Re: [Integrity] Revisit RFC6920 URIs for benefit of servers and Semantic Web applications

Understood that it doesn't need to support everything right from the first
version.

The spec, as currently defined, could make minor adjustments to enhance
forward compatibility, that I do not believe would add additional cost to
user agent implementors.

If RFC6920, for whatever reason, is completely off the table, then I would
suggest changing the format of the token so it doesn't look like a valid
RFC3986 URI, by replacing use of the colon and dash with equals and comma,
respectively:

; proposed changes
option-expression  =  option-name "=" [ option-value ]
hash-expression    = hash-algo "," base64-value

This should be unambiguous, because neither comma nor equal sign will
appear in option-name nor hash-algo. And the lack of a colon prevents
RFC3986 parsing.

This enhancement would also allow the TR to give tokens to hashes matching
those in the IANA registry ("SHA-256" instead of "sha256"), further
supporting forward compatibility.

Aside: The ABNF in the current Editor's Draft seems to allow the following
string:

option-name:option-valuesha256-Cg==

i.e. without a WS between option-expression and hash-expression. Am I
reading this correct? /aside

I don't think RFC6920 needs to be off the table, however; merely define an
ABNF subset compatible with RFC6920 `NI-URI` production. For all intents
and purposes, it would be just a coincidence that it happens to be a valid
NI-URI production (if funny-looking). The only significant difference (not
formatting/parsing related) would seem to be handling of ct= (appearing in
every hash production, instead of just once).

I don't see anything wrong with mixing option-expression and NI-URI
productions, that might be an ideal solution to explore. I'm thinking all
option-expressions must be matched, if any, and at least one
hash-expression must be matched.

Finally, the current option-value production prohibits the expression of
arbitrary media types. I regularly use quoted-strings (containing spaces
and special characters) in media types, including in Accept headers, for
instance with JSON Schema, e.g.:

application/json; charset=utf-8; profile="http://example.com/book"

(Note charset isn't a registered parameter for application/json, utf-8 is
by definition, but it's not prohibited, and I've had difficulty getting
some Web browsers to play nicely without it.)

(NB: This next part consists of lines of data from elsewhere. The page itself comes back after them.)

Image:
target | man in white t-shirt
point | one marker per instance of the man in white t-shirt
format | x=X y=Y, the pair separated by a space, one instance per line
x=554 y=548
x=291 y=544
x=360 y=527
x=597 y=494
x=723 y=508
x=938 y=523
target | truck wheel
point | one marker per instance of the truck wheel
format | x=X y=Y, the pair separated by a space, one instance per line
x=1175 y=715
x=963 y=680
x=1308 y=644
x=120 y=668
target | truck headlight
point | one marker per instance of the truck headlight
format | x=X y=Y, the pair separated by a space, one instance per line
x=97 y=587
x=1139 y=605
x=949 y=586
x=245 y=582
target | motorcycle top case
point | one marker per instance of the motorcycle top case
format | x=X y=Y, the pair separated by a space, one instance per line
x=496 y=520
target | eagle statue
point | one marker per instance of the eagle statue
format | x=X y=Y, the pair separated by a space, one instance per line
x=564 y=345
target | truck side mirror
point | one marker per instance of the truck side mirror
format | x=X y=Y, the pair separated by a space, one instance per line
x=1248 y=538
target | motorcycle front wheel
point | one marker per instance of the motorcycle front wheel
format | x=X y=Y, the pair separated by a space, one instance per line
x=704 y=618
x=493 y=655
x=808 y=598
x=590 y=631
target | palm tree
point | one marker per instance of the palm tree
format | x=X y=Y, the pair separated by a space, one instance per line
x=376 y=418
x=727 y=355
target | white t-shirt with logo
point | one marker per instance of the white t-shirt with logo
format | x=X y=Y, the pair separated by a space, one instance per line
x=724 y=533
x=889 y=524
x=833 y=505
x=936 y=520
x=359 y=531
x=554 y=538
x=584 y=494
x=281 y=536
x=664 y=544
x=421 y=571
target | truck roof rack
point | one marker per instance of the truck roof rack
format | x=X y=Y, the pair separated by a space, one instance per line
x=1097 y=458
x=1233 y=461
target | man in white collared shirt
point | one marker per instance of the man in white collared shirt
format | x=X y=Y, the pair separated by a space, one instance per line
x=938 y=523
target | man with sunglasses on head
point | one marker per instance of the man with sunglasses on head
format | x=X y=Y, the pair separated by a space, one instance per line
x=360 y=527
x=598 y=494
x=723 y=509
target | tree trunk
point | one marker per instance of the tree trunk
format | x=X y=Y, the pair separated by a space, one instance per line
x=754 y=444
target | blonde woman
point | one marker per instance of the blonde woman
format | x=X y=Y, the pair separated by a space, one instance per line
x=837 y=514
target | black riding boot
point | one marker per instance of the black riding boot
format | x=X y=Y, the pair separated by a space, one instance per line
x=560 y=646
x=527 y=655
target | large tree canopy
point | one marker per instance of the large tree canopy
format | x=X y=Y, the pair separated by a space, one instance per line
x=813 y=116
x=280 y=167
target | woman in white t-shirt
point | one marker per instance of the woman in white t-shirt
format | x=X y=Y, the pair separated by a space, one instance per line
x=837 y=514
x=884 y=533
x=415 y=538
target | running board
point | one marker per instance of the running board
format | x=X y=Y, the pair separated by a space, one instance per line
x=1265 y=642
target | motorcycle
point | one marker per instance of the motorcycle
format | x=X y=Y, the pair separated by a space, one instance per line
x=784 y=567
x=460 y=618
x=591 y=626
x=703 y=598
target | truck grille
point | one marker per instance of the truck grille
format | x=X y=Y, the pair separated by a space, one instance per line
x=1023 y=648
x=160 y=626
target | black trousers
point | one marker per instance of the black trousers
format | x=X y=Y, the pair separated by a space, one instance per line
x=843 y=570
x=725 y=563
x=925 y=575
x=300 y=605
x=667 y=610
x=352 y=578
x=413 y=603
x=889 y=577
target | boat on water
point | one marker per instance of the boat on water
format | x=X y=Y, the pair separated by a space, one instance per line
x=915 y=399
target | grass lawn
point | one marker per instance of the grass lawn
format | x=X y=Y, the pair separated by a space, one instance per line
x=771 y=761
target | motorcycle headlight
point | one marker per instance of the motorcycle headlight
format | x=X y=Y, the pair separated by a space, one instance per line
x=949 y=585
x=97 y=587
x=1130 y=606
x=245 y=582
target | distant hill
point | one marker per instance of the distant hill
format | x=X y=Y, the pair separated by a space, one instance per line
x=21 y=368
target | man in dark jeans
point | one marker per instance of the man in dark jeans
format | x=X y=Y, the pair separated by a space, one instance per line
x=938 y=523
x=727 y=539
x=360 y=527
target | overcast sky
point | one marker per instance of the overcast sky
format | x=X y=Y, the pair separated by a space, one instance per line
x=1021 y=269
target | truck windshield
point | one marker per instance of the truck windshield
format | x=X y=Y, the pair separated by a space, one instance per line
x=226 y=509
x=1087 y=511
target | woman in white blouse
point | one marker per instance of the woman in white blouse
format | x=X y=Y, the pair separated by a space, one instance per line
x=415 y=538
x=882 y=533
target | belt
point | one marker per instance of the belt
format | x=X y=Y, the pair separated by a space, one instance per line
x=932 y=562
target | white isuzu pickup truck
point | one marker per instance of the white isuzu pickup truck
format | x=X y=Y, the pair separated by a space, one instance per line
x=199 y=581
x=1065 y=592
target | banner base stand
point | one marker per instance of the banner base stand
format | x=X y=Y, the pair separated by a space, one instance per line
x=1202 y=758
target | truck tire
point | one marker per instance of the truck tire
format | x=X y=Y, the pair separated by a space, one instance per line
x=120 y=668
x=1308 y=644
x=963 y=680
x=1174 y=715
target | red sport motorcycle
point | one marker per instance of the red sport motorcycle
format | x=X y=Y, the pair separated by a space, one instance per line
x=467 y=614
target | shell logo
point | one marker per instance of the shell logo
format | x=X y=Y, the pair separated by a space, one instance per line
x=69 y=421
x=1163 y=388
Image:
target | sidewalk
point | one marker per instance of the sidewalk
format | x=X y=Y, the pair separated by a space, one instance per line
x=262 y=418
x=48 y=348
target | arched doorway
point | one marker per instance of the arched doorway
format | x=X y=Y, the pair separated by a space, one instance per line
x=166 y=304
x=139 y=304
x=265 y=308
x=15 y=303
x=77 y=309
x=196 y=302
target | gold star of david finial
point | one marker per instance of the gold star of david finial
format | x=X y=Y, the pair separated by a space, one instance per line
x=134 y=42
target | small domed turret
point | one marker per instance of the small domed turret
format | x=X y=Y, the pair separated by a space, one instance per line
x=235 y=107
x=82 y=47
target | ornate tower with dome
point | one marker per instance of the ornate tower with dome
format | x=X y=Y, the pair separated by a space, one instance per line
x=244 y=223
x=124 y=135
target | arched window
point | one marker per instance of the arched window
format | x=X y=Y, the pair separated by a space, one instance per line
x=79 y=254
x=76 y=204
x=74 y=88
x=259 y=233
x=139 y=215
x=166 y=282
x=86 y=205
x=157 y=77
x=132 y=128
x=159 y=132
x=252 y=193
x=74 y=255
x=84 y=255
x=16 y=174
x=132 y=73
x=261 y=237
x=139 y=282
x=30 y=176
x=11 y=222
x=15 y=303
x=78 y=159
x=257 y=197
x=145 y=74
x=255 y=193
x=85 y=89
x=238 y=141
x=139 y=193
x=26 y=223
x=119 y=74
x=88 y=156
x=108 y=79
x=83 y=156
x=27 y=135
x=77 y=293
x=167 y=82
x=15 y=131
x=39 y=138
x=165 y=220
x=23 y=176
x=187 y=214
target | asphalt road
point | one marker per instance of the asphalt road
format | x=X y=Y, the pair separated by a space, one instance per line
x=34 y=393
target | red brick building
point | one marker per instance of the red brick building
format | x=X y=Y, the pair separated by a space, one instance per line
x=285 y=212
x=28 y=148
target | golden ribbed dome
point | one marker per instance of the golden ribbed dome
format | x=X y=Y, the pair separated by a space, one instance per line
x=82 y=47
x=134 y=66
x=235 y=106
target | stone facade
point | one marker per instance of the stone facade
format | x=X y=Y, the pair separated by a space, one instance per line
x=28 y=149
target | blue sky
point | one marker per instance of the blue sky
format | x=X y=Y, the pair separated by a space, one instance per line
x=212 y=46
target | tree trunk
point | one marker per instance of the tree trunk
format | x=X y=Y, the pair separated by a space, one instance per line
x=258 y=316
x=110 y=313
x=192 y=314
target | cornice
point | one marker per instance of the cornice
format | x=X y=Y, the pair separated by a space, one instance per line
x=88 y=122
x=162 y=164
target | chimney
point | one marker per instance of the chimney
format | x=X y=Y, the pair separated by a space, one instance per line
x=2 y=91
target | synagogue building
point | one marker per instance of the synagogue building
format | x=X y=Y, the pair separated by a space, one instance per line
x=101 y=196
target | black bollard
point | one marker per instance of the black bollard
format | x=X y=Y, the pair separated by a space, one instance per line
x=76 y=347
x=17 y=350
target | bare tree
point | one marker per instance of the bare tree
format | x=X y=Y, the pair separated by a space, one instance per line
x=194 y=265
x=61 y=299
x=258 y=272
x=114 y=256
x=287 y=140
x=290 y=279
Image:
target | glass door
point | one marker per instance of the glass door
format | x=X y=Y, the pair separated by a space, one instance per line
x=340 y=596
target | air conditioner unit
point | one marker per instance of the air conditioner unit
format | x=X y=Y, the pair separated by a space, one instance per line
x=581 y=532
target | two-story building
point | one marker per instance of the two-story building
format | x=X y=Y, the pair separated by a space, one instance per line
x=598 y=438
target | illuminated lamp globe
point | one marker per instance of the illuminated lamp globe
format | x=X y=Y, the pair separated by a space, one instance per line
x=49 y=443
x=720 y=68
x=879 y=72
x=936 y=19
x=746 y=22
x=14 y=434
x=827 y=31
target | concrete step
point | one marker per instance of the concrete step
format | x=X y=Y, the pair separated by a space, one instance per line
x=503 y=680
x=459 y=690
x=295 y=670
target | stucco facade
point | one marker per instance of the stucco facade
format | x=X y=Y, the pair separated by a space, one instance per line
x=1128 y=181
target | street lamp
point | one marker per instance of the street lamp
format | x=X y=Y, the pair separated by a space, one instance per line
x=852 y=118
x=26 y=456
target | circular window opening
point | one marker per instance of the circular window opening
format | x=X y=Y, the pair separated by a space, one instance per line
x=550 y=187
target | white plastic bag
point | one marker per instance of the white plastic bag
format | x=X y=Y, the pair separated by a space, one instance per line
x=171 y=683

The current option-value production appears to prohibit a media type like
this, whereas the urlencoded ct= named information parameter utilizes
urlencoding.

Thanks,

Austin.

On Wed, Mar 11, 2015 at 9:45 AM, Devdatta Akhawe <dev.akhawe@gmail.com>
wrote:

> Hi Austin
>
> These are all great points, but we are not really trying to address these
> in the first version of SRI. The goal in version 1 is only to be able to
> check the hashes of scripts and links. That said, I tend to agree with you
> that this should be in our radar; do you think the spec, as currently
> defined, makes it impossible to address these concerns in future
> iterations? For example, the parser is intentionally forgiving of formats
> it is not aware of, so as to allow such changes in the future.
>
> cheers
> Dev
>
>
> On Mar 9, 2015 11:26 PM, "Austin William Wright" <aaa@bzfx.net> wrote:
>
>> [CCing swig because I know many of you are also using ni: URIs. Let me
>> know if there's anything to add!]
>>
>> I understand that the ni: URI was removed in a recent update to the SRI
>> draft. I would like to ask this be reconsidered.
>>
>> Using the ni: URI for SRI is important to Semantic Web applications as it
>> allows us to treat the assertion as a link relation. This distinction might
>> not be significant to many user-agents (and thus many on this list), but in
>> Semantic Web applications, especially Web servers, this is of great
>> significance, allows us to make useful relationships between resources.
>>
>> It also confers benefits to servers and application designers, as RFC6920
>> defines a mapping between ni: URIs and a </.well-known/> URL. In a
>> corporate project under development, we're already using ni: URIs to keep a
>> content-addressable database of files, making them accessible through this
>> mapping. I intend to use Subresource Integrity when serving assets from
>> this store.
>>
>> It also provides an intuitive abstraction: If we think of the ni: URI as
>> identifying a resource (the definition of the URI), the integrity=
>> attribute is performing an assertion: "These two URIs must identify the
>> same information resource, otherwise abort!"
>>
>> For additional support for this use case, I'd like to propose making the
>> "integrity" attribute a a link-extension for RFC5988 Web Linking, suitable
>> for use on any declaration of a link.
>>
>> User agents do not need to think of the ni: URI as a URL if they do not
>> need to, they just follow the ABNF defined in the RFC. There's many cases
>> where URIs are used as identifiers in Web applications; in namespaces [1],
>> schemas (e.g. JSON Schema), DTDs, RDFa [2], and in rel= attributes in all
>> sorts of tags and HTTP headers.
>>
>> Additionally, RFC6920 defines a registry of hashes [3], to ensure forward
>> compatibility (e.g. SHA-3, when standardized later this year). I would like
>> to avoid duplication of effort defining a database of hashes.
>>
>> In short, (1) signing was an explicit goal of the ni: URI, along with
>> other features. Not using ni: would mean servers being unable to take
>> advantage of these other features; and, (2) don't forget about the HTTP
>> Link: header.
>>
>> Thanks for your consideration,
>>
>> Austin Wright.
>>
>> [1] http://www.w3.org/TR/html5/infrastructure.html#xml
>> [2] http://www.w3.org/TR/html-rdfa/
>> [3]
>> http://www.iana.org/assignments/named-information/named-information.xhtml
>>
>>

Received on Wednesday, 11 March 2015 18:38:36 UTC